In many ways, Walt Whitman was the opposite of his New Yorker contemporary Melville. He knew exactly what he wanted. He never married, rarely strayed far from home, was faithful only to his task. When confronted with barriers against his work’s distribution and content, he simply self-published nine editions of the same collection. When facing negative criticism, he went ahead and submitted rave reviews of his poems under pseudonyms by the multitudes.
Thirty-seven years after it first appeared in print, and just two months before his death, Whitman published the “complete” edition of Leaves of Grass.
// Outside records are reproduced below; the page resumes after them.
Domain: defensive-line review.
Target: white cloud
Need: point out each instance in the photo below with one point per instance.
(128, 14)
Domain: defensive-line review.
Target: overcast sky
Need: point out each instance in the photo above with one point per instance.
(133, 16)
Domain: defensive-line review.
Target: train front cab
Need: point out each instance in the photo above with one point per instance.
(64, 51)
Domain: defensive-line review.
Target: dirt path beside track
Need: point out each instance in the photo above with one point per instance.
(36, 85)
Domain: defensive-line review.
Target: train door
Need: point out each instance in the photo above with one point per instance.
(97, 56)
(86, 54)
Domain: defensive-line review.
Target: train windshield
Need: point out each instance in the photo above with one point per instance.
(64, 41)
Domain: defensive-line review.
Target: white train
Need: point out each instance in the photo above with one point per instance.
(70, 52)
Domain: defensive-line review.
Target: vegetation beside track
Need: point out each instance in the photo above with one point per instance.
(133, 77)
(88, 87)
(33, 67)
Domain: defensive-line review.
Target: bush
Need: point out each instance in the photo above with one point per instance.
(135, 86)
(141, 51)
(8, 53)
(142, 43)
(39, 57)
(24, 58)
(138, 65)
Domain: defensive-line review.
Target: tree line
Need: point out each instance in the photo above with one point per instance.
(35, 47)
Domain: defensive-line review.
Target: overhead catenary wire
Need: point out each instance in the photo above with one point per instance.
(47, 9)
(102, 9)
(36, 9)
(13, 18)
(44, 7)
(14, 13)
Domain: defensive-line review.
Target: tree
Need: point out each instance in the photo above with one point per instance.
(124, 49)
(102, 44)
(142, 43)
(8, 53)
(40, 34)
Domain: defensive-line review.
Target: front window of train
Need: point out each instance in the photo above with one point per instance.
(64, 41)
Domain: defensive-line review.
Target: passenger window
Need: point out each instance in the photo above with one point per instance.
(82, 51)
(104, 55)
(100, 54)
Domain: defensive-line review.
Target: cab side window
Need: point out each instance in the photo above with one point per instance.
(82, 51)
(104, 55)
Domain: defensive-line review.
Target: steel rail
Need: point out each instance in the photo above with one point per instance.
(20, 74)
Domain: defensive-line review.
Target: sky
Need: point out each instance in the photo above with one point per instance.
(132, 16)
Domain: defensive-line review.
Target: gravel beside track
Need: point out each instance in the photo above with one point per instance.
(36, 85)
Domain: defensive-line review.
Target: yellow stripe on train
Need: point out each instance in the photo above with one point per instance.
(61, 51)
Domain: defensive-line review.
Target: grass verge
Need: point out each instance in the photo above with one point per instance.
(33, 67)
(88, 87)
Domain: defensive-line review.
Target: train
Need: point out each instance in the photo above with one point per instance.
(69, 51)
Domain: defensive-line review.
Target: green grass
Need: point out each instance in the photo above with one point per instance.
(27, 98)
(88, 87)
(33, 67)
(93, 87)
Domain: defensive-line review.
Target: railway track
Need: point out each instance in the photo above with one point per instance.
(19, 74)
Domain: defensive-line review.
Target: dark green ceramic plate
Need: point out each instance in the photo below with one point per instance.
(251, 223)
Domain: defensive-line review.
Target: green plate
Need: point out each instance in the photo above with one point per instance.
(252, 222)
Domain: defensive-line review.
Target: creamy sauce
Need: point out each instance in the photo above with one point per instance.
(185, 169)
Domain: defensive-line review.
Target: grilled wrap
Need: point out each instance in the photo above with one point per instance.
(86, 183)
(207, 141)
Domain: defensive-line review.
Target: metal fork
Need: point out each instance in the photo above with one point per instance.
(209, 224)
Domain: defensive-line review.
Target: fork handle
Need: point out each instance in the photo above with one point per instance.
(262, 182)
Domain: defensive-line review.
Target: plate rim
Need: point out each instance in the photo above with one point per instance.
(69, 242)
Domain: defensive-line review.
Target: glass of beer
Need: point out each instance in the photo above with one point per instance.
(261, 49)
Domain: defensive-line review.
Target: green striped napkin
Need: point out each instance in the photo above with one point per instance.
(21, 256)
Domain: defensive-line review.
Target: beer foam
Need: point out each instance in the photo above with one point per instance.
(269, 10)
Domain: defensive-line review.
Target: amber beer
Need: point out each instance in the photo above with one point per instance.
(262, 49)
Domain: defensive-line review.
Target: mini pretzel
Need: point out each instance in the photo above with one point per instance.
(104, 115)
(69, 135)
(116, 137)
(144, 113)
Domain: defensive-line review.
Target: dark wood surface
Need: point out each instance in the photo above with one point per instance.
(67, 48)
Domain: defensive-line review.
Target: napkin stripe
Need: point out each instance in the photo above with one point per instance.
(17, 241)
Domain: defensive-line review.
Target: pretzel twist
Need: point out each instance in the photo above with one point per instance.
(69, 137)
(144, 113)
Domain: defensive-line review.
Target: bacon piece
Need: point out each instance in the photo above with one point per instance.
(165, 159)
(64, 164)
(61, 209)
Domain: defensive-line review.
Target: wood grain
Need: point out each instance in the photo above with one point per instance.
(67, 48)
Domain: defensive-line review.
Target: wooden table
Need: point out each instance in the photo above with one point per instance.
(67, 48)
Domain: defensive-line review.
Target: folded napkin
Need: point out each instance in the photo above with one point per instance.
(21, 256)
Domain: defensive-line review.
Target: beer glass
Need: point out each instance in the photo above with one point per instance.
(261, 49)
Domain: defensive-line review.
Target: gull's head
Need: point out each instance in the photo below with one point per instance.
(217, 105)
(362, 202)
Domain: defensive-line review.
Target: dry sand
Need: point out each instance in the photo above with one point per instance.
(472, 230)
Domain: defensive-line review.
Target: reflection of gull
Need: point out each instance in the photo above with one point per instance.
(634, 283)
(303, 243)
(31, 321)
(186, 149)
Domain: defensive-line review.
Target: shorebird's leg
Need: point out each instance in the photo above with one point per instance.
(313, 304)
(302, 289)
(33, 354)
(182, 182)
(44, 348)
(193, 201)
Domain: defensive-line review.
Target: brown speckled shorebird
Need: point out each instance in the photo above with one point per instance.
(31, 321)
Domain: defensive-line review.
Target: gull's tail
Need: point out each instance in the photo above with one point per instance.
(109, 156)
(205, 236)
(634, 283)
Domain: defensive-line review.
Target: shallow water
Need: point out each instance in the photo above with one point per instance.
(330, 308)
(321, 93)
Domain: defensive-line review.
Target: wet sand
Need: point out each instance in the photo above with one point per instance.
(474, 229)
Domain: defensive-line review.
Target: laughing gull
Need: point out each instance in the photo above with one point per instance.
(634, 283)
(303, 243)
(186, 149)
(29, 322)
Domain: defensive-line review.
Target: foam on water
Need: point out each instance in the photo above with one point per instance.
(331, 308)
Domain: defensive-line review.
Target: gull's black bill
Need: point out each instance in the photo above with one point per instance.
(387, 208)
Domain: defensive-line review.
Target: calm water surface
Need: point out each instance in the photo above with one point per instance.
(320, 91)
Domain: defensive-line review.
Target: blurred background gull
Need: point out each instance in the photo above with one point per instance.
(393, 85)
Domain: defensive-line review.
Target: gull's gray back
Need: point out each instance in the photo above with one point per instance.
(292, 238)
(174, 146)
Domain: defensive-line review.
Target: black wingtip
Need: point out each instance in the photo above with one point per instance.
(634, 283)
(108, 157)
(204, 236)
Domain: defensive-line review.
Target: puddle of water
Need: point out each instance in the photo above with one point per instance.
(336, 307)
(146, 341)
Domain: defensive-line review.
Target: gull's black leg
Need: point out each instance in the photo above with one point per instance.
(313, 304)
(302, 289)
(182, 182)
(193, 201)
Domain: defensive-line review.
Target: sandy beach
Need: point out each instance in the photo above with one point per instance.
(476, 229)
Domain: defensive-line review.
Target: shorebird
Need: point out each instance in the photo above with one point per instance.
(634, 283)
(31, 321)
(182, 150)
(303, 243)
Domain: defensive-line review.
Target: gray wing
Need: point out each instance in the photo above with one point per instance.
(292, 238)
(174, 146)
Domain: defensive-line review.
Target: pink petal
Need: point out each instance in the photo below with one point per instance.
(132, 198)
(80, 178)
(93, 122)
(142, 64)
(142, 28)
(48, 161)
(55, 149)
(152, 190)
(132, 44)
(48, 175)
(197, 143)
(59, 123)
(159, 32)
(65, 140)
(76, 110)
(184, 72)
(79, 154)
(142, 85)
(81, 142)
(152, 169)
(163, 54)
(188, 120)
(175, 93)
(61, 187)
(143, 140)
The book expanded from twelve intricately-constructed verses to more than four hundred compositions, a mythology of greater lengths than his beard. It’s impossible to consider American literature, let alone America, without him. Indeed, Whitman was its foremost journalist. As Civil War tore his country asunder, as his city redoubled through technological innovation, as the social mores of the Gilded Age fluxed and transformed, he acted chiefly as witness, refracting empire’s evolution through the lens of one entrancing spirit.
And through it all, Walt Whitman remained chronically satisfied. He was magnetic, lovable. He kept lovers in abundance—men, women, and boys. He claimed to have sired six illegitimate children. He was a temperance advocate, and he adored the Bowery hoards. He accepted everyone and everything, enlarged by this embrace of contradictions. The poet epitomized American exceptionalism, and laid out the character for the American, flagship social-media influencer, manifesting his own image and fame, and consolidating that soul into a unifying ethos.
In 1855, “Song of Myself,” Whitman’s most celebrated work opened, “I celebrate myself.” Four decades later, after countless visions and revisions, it still began identically. Modern America, our land of self-obsessive fervor, was born from this declaration. It’s been the same ever since.